Annonce apeçue en fin de journée du décès de Jean-Pierre Mocky

 

    La journée ne s'est pas du tout déroulée comme je me l'étais figurée : aller courir, aller au ciné, m'accorder une sieste, avancer la part de rédaction personnelle sur mon projet, ranger tant que j'étais seule, écrire en soirée.

Je me suis levée trop tard pour courir, j'ai été au ciné mais finalement pas pour voir le film que j'avais en vue (documentaire sur le travail de Thomas Pesquet, éventuellement celui sur la chute de Weinstein : les deux ne sortiront que plus tard) mais un autre quoique documentaire également (celui sur Diego Maradona), je n'ai pas fait de sieste immédiatement, mais j'ai cherché des compléments d'informations, et quand je me suis accordée la sieste prévue ce fut pour être réveillée par un appel téléphonique. Quant à la soirée elle aura été curieusement bouleversée par l'annonce du décès de Jean-Pierre Mocky. 

Capture d’écran 2019-08-09 à 00.32.55 C'est je crois un touite de Virgile qui m'a alertée en même temps que me parvenait une alerte du Monde .

La filmographie du cinéaste ne m'est pas très connue, je l'avoue et j'ignorais (ou j'avais complètement oublié) qu'acteur fut son premier métier. 

Il se trouve que je l'avais croisé à Livre Sterling où il était venu tourner une scène pendant une journée, que mon patron le connaissait alors du coup par ricochet de souvenirs (plus que par connaissance de cinéphile) sa mort ne me laissait pas indifférente. 

Et qui accessoirement aura ouvert pour moi, engloutissant ma soirée, la trappe d'un trou de mémoire abyssal - même pas l'impression que "Ça va me revenir" - : quel était donc le film dont une scène fut tournée à Livre Sterling par un frais jour du printemps 2012 ?

Rien ne me venait.

Alors j'ai entrepris des fouilles archéologiques dans mes propres blogs, hélas pas le fotolog même si j'ai pu vérifier mes copies générales d'écran. 
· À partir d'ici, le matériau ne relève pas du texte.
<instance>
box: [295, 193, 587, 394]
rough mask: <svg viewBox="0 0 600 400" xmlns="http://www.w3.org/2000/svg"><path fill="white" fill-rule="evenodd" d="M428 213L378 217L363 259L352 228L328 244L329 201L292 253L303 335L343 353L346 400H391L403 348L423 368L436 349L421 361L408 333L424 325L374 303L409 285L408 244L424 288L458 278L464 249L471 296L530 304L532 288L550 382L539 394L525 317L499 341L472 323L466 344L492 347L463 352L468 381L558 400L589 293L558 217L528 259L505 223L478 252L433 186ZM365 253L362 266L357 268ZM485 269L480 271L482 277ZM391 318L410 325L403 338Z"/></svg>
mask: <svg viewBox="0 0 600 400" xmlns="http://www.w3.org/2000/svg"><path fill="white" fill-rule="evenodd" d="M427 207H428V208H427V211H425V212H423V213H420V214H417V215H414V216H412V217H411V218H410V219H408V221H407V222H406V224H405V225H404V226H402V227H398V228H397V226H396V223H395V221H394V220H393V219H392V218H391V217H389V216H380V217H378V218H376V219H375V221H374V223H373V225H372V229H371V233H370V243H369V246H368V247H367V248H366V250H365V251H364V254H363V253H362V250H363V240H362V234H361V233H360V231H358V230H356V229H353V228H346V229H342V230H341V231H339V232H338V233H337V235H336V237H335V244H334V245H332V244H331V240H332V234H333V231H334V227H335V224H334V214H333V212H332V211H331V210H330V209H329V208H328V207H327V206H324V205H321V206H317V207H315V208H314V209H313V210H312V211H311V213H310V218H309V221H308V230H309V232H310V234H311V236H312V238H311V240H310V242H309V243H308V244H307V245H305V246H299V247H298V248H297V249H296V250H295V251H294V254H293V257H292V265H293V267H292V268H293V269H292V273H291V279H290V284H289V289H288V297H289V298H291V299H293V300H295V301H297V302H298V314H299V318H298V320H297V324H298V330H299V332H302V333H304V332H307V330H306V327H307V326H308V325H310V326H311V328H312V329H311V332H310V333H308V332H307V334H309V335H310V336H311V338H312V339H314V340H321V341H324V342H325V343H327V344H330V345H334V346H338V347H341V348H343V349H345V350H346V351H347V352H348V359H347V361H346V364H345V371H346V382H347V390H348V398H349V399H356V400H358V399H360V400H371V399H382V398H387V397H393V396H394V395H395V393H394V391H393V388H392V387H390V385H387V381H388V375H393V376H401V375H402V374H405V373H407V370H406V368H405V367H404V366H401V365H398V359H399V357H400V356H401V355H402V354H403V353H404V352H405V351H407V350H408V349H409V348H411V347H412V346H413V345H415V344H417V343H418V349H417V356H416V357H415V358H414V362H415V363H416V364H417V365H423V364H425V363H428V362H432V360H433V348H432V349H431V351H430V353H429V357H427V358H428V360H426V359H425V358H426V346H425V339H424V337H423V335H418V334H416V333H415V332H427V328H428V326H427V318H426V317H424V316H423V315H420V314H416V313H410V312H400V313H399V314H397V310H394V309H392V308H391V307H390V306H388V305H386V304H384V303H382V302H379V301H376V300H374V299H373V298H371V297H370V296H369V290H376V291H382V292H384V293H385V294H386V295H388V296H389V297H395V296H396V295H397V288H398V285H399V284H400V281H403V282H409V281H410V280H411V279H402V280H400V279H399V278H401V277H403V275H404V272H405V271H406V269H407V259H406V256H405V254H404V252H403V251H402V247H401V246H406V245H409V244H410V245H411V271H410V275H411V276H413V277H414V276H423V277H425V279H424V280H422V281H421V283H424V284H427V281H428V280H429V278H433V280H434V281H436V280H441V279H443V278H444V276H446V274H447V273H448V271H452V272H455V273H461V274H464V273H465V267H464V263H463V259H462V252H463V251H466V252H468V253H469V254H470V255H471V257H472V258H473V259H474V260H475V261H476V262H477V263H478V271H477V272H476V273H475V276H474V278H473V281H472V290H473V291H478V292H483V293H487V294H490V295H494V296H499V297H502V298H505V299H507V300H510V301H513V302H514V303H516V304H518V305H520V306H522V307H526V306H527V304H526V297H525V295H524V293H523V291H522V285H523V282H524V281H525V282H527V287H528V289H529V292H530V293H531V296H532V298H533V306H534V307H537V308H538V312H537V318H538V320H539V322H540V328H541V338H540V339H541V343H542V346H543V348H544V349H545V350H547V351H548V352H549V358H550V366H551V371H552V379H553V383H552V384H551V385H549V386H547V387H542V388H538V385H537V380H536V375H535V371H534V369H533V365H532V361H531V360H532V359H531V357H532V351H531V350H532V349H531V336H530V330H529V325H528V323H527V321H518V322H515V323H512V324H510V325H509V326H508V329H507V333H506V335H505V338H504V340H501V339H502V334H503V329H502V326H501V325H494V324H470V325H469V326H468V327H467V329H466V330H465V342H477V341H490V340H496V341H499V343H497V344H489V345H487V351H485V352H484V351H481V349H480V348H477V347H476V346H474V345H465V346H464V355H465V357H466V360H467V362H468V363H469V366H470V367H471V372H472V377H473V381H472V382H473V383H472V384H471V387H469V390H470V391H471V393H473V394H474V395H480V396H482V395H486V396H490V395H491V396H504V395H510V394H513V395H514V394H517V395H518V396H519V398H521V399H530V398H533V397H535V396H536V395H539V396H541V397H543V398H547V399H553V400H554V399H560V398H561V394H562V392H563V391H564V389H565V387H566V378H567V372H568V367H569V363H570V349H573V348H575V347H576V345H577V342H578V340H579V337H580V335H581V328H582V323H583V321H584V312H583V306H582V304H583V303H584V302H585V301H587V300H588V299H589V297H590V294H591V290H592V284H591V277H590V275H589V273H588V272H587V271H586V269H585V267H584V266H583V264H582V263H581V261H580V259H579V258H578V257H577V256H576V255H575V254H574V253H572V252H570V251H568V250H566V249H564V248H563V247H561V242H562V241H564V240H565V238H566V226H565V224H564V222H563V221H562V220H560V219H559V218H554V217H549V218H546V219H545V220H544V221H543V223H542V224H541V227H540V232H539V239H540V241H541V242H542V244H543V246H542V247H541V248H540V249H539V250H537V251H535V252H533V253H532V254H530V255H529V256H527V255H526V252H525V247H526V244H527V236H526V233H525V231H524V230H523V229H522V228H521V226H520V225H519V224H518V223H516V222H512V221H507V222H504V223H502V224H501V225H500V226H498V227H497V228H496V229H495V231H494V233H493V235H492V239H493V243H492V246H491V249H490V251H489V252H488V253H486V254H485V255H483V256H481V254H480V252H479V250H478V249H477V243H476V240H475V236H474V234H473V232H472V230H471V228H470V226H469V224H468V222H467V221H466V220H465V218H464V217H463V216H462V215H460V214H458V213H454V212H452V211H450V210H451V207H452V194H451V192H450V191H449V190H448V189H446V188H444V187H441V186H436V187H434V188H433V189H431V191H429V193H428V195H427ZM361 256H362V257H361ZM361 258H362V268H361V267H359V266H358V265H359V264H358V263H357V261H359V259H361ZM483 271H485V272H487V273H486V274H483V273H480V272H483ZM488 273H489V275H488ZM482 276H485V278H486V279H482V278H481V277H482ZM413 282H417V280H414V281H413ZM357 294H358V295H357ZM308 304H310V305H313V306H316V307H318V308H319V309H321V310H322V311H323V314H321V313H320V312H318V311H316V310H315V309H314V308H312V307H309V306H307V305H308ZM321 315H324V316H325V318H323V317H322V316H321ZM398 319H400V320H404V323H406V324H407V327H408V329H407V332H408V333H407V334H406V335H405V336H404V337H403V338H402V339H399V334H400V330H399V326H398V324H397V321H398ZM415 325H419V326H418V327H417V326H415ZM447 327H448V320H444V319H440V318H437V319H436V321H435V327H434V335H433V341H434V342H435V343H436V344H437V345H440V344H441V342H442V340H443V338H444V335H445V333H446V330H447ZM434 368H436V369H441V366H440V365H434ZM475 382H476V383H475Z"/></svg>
Au passage j'ai retrouvé, une jolie photo de Yéti 6a00d8345227dd69e201a73d7ce956970d-500wi

, un billet de blog qui m'a fait rire (ô temps insouciants où l'on pouvait reprocher à un président de la République sont inconséquence sentimentale plutôt que la violence de la répression commise en son nom), d'autres qui m'ont émue et que je ne relierai pas ici, beaucoup de nostalgie - toujours eu ce sentiment contrairement à mes expériences ultérieures, que mon temps à cet endroit n'était pas parvenu jusqu'à son terme, de même que ma relation avec FDK, alors que bien d'autres choses vécues depuis ont eu lieu, se sont achevées et font calmement partie de mon passé -, et enfin le billet qui me permettait de retrouver sinon le titre du film du moins la date à partir de laquelle il serait plus aisé de le retrouver. 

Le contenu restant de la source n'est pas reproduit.